Elasticsearch is a great open source search engine built on top of Apache Lucene. Its features and upgrades allow it to basically function just like a schema-less JSON datastore that can be accessed using both search-specific methods and regular database CRUD-like commands. It is a real-time distributed search and analytics engine. It allows you to explore your data at a speed and at a scale never before possible. It is used for full-text search, structured search, analytics, and all three in combination:
- Wikipedia uses Elasticsearch to provide full-text search with highlighted search snippets, and search-as-you-type and did-you-mean suggestions.
- The Guardian uses Elasticsearch to combine visitor logs with social -network data to provide real-time feedback to its editors about the public’s response to new articles.
- Stack Overflow combines full-text search with geolocation queries and uses more-like-this to find related questions and answers.
- GitHub uses Elasticsearch to query 130 billion lines of code.
Elasticsearch is much more than just Lucene and much more than “just” full-text search. It can also be described as follows:
- A distributed real-time document store where every field is indexed and searchable
- A distributed search engine with real-time analytics
- Capable of scaling to hundreds of servers and petabytes of structured and unstructured data
And it packages up all this functionality into a standalone server that your application can talk to via a simple RESTful API, using a web client from your favorite programming language, or even from the command line.
Elasticsearch can be used to search all kinds of documents.

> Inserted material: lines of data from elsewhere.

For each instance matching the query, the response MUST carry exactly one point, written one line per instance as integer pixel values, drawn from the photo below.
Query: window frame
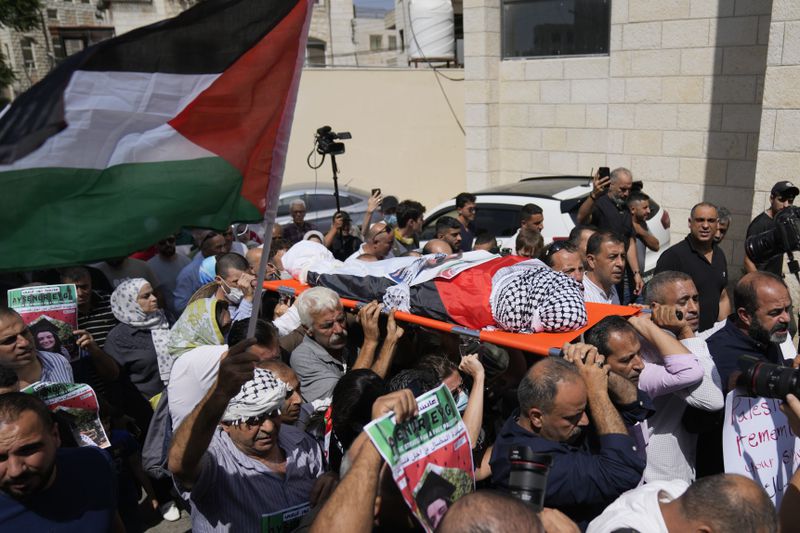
(504, 53)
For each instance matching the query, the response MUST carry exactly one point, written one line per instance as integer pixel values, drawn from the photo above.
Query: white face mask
(233, 295)
(461, 401)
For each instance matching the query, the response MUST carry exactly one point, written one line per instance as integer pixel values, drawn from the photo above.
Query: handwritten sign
(758, 443)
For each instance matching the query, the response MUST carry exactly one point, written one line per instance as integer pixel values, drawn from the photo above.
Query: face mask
(234, 295)
(461, 401)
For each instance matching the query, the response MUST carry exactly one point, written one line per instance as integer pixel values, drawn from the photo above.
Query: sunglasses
(556, 247)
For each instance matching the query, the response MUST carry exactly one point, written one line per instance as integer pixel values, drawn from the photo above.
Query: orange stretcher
(537, 343)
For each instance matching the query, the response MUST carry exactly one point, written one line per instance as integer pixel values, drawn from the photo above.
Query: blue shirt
(727, 344)
(187, 283)
(82, 498)
(581, 481)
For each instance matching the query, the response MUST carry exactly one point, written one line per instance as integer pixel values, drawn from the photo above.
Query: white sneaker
(170, 512)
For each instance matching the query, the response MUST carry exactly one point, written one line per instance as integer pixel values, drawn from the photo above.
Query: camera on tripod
(326, 141)
(783, 238)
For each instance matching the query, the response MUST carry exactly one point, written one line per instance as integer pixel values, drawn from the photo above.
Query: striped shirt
(55, 368)
(100, 320)
(596, 294)
(234, 491)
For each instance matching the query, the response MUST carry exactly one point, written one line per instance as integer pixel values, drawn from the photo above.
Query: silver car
(321, 203)
(498, 210)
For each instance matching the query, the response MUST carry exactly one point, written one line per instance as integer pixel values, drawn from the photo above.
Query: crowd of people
(235, 429)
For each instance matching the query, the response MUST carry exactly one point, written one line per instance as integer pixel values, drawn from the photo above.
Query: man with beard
(672, 446)
(700, 257)
(233, 459)
(47, 488)
(323, 356)
(759, 327)
(553, 400)
(606, 207)
(605, 262)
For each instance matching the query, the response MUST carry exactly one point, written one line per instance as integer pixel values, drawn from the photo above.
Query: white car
(498, 211)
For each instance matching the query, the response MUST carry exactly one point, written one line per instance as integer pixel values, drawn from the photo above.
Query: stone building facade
(698, 98)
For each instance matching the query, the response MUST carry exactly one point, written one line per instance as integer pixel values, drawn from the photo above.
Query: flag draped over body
(182, 123)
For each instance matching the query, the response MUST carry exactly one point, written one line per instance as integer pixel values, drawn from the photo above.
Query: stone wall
(678, 100)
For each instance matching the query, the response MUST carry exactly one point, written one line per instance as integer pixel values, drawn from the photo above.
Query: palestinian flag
(182, 123)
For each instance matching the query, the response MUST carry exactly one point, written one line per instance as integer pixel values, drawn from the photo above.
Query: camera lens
(768, 380)
(762, 246)
(527, 480)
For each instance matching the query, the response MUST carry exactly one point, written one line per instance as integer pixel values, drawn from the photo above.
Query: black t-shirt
(709, 278)
(760, 224)
(607, 215)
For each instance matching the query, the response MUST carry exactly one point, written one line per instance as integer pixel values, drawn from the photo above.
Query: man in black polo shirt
(606, 208)
(782, 196)
(699, 257)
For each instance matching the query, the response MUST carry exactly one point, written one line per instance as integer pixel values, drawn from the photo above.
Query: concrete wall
(405, 139)
(678, 100)
(779, 143)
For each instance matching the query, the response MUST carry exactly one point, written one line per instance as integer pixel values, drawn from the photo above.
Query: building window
(68, 41)
(28, 56)
(546, 28)
(375, 42)
(315, 53)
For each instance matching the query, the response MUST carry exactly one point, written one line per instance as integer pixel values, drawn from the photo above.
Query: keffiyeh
(262, 394)
(127, 310)
(530, 297)
(197, 326)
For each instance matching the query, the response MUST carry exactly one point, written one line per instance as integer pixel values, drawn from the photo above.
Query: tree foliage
(19, 15)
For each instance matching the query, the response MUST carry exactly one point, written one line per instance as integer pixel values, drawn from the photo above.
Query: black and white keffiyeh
(262, 394)
(530, 297)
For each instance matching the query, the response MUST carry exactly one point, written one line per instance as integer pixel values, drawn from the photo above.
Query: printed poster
(75, 404)
(51, 313)
(430, 455)
(757, 442)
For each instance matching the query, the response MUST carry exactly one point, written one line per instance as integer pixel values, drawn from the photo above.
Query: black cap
(785, 188)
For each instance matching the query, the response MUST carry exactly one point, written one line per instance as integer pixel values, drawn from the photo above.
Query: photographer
(552, 416)
(782, 196)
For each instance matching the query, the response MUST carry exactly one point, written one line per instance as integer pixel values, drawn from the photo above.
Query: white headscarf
(262, 394)
(127, 310)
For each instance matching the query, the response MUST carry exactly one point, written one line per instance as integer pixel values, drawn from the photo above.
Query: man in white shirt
(721, 503)
(672, 448)
(605, 266)
(194, 372)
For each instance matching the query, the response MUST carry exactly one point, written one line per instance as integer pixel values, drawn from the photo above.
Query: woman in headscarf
(204, 322)
(139, 341)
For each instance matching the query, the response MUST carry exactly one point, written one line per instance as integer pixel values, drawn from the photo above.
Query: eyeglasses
(255, 421)
(556, 247)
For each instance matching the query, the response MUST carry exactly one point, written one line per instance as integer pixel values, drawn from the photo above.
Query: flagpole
(273, 192)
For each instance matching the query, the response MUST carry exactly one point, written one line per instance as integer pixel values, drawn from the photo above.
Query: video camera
(783, 238)
(759, 378)
(325, 141)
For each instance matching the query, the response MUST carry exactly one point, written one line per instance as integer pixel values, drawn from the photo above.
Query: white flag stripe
(120, 117)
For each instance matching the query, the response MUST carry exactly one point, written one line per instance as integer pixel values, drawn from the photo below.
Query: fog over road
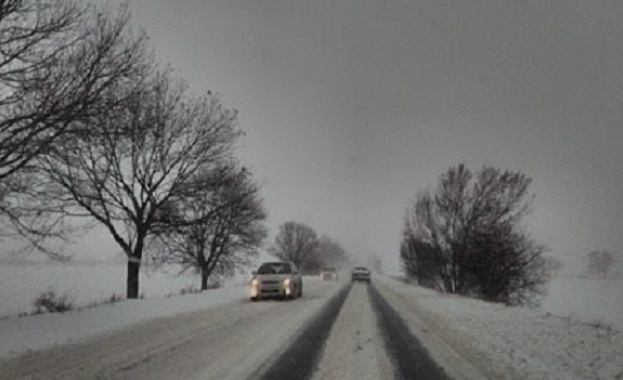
(335, 331)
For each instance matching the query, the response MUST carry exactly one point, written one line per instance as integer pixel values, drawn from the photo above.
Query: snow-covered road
(230, 341)
(336, 331)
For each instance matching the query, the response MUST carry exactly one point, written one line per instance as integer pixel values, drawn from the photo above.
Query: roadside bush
(50, 302)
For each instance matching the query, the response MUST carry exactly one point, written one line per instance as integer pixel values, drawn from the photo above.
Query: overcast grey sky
(352, 106)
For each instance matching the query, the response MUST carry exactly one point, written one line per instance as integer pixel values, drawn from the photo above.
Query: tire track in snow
(410, 358)
(300, 359)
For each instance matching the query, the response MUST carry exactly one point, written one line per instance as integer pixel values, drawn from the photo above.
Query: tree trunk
(134, 266)
(205, 274)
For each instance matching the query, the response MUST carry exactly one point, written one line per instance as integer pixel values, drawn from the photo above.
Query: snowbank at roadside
(18, 335)
(520, 343)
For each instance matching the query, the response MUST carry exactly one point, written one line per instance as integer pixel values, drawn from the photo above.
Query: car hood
(273, 277)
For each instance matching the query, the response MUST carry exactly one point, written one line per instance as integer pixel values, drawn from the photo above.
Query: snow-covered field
(593, 300)
(83, 283)
(576, 334)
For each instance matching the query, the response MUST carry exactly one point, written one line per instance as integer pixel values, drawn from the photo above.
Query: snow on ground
(39, 331)
(355, 348)
(576, 334)
(592, 300)
(82, 283)
(519, 343)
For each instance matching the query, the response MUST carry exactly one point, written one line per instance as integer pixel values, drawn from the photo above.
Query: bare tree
(138, 155)
(466, 237)
(56, 58)
(599, 263)
(56, 62)
(217, 225)
(296, 242)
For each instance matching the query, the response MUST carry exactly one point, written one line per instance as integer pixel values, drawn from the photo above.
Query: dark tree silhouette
(216, 226)
(138, 156)
(57, 60)
(296, 242)
(466, 238)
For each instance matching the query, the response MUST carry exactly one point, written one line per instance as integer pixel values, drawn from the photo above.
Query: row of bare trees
(91, 127)
(466, 237)
(299, 243)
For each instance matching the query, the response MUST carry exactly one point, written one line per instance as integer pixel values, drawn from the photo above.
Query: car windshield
(274, 268)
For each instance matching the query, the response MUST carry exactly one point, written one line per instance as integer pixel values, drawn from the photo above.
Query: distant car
(280, 280)
(328, 274)
(361, 274)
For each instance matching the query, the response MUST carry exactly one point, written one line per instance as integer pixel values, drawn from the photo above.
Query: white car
(280, 280)
(361, 274)
(328, 274)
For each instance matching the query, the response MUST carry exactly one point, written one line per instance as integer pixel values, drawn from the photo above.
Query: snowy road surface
(336, 331)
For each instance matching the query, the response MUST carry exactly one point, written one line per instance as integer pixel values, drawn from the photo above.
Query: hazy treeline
(466, 237)
(299, 243)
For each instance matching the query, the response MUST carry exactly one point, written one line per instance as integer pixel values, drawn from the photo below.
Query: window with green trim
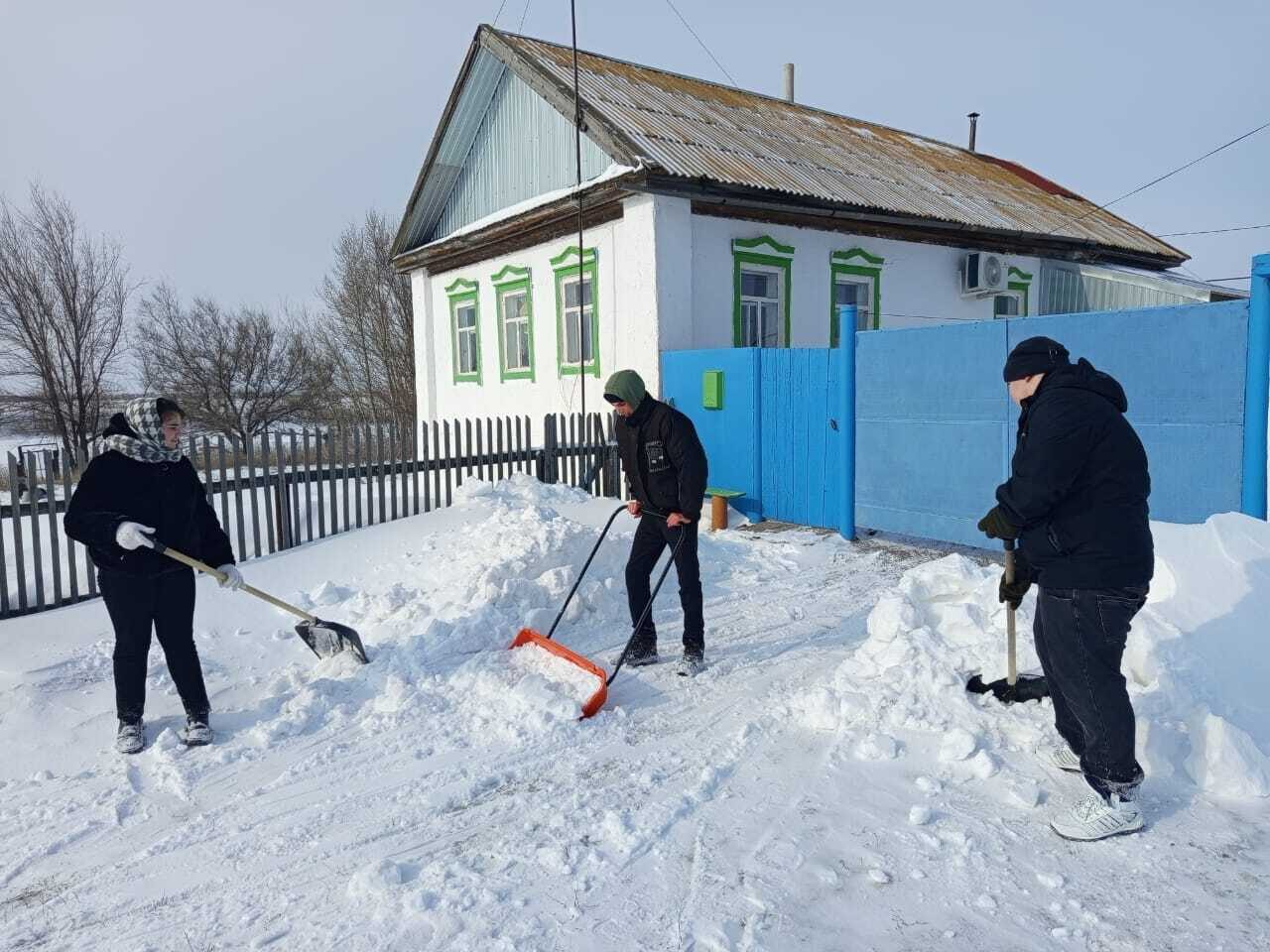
(576, 312)
(855, 278)
(465, 330)
(1019, 282)
(515, 307)
(1006, 304)
(761, 293)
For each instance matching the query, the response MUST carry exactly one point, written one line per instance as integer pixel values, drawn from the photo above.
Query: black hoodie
(663, 458)
(167, 497)
(1079, 484)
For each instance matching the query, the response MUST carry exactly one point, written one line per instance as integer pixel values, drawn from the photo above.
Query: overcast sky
(226, 145)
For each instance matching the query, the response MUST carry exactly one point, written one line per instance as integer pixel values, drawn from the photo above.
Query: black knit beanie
(1034, 356)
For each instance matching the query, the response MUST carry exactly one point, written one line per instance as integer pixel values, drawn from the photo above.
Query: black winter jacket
(1079, 484)
(168, 497)
(663, 458)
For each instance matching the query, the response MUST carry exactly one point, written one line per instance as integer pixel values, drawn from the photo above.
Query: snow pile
(1196, 662)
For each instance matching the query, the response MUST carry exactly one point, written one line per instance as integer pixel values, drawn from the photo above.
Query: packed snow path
(825, 784)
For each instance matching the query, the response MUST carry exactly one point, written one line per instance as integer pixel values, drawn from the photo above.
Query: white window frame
(524, 330)
(778, 303)
(579, 312)
(467, 338)
(864, 312)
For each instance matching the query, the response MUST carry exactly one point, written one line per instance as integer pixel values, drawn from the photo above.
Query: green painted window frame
(779, 257)
(855, 263)
(1021, 286)
(460, 294)
(567, 270)
(512, 281)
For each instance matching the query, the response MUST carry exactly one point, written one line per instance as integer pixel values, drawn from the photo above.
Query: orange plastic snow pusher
(527, 636)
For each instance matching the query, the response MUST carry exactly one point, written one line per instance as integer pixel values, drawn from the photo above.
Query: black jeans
(651, 538)
(1080, 639)
(167, 603)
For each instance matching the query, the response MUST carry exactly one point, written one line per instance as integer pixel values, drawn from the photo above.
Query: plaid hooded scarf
(144, 417)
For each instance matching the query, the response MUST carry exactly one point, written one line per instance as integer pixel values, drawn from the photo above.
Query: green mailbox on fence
(711, 390)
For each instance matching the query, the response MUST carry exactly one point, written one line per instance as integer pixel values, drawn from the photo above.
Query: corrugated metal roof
(698, 130)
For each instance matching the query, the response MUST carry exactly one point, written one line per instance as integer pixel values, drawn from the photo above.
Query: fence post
(37, 553)
(1255, 395)
(548, 454)
(847, 419)
(51, 497)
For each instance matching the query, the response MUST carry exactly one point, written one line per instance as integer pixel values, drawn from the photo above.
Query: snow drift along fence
(289, 488)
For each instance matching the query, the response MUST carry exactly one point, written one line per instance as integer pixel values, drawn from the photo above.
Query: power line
(1170, 175)
(1213, 231)
(701, 42)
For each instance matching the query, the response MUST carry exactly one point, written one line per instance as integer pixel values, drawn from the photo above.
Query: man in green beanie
(666, 468)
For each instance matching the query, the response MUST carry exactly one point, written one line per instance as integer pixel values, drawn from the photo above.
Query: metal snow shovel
(1011, 688)
(325, 639)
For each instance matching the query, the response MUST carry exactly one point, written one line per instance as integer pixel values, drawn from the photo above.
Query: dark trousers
(167, 603)
(651, 538)
(1080, 639)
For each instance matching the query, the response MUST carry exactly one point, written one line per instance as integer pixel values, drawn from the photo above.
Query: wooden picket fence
(290, 488)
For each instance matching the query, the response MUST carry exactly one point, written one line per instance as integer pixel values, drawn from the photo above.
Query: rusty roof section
(705, 131)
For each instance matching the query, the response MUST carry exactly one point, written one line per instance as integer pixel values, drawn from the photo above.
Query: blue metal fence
(934, 429)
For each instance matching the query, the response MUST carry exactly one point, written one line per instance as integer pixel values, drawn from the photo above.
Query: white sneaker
(131, 737)
(1066, 760)
(1095, 817)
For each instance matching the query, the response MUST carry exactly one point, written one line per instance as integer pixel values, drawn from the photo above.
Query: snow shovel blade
(327, 639)
(1025, 688)
(527, 636)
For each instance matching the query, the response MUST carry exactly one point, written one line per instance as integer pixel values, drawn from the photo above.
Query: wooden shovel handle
(1011, 664)
(220, 576)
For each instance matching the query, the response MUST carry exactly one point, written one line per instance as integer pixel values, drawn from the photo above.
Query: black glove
(994, 525)
(1014, 592)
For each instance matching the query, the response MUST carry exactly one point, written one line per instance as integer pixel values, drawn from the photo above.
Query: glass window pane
(1005, 306)
(771, 331)
(757, 285)
(513, 304)
(522, 349)
(571, 324)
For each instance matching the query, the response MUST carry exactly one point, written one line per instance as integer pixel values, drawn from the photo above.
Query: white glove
(134, 535)
(232, 579)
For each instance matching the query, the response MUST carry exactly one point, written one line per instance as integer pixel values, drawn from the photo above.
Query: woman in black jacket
(143, 485)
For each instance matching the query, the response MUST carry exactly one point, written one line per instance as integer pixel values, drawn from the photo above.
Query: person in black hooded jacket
(139, 486)
(666, 467)
(1076, 500)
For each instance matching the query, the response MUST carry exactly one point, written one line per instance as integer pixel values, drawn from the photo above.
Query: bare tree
(235, 372)
(367, 334)
(63, 303)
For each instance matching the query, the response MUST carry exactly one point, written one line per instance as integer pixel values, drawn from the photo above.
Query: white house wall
(627, 336)
(919, 282)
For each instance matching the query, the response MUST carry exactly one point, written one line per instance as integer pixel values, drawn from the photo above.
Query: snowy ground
(826, 784)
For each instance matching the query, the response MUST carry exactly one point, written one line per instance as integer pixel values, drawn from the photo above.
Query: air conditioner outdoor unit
(983, 275)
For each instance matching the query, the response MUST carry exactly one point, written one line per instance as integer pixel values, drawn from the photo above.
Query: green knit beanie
(626, 385)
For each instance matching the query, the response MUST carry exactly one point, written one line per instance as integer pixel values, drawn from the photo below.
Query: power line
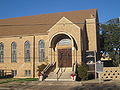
(46, 24)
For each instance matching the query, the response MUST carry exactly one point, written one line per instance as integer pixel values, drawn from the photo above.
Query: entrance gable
(63, 22)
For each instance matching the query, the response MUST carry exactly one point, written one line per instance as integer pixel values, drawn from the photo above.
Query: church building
(56, 38)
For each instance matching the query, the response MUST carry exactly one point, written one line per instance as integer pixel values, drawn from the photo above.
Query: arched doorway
(62, 49)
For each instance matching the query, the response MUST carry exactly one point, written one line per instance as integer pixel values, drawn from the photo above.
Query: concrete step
(63, 75)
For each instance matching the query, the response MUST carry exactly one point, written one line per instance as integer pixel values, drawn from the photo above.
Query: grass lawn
(2, 81)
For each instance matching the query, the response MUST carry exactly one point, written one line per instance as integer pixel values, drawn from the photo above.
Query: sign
(99, 66)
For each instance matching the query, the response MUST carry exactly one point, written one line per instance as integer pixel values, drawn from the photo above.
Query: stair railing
(74, 67)
(48, 66)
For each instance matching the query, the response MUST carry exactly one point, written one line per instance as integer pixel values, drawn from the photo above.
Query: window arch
(41, 50)
(13, 52)
(27, 51)
(1, 52)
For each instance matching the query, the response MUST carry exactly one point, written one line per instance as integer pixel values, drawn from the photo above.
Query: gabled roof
(40, 24)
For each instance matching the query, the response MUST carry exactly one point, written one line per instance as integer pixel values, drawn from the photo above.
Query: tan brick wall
(20, 65)
(37, 62)
(61, 27)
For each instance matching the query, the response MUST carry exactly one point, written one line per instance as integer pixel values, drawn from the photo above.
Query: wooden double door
(65, 57)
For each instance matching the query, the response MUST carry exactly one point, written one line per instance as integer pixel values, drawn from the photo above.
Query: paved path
(54, 85)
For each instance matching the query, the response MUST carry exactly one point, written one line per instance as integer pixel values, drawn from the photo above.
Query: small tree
(41, 67)
(82, 71)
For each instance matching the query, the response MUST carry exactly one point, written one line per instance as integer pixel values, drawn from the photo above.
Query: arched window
(13, 52)
(1, 52)
(41, 50)
(27, 51)
(64, 42)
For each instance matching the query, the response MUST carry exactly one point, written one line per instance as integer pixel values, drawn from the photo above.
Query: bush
(82, 71)
(41, 67)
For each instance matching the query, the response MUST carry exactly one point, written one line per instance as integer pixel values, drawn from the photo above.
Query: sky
(107, 9)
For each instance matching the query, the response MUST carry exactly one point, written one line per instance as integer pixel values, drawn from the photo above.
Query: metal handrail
(47, 67)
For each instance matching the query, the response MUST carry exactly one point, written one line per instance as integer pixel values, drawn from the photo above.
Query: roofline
(24, 35)
(47, 13)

It provides scalable search, has near real-time search, and supports multitenancy. Elasticsearch is distributed, which means that indices can be divided into shards and each shard can have zero or more replicas. Each node hosts one or more shards, and acts as a coordinator to delegate operations to the correct shard(s). Rebalancing and routing are done automatically.
Another feature is called "gateway" and handles the long term persistence of the index; for example, an index can be recovered from the gateway in a case of a server crash. Elasticsearch supports real-time GET requests, which makes it suitable as a NoSQL solution, but it lacks distributed transactions.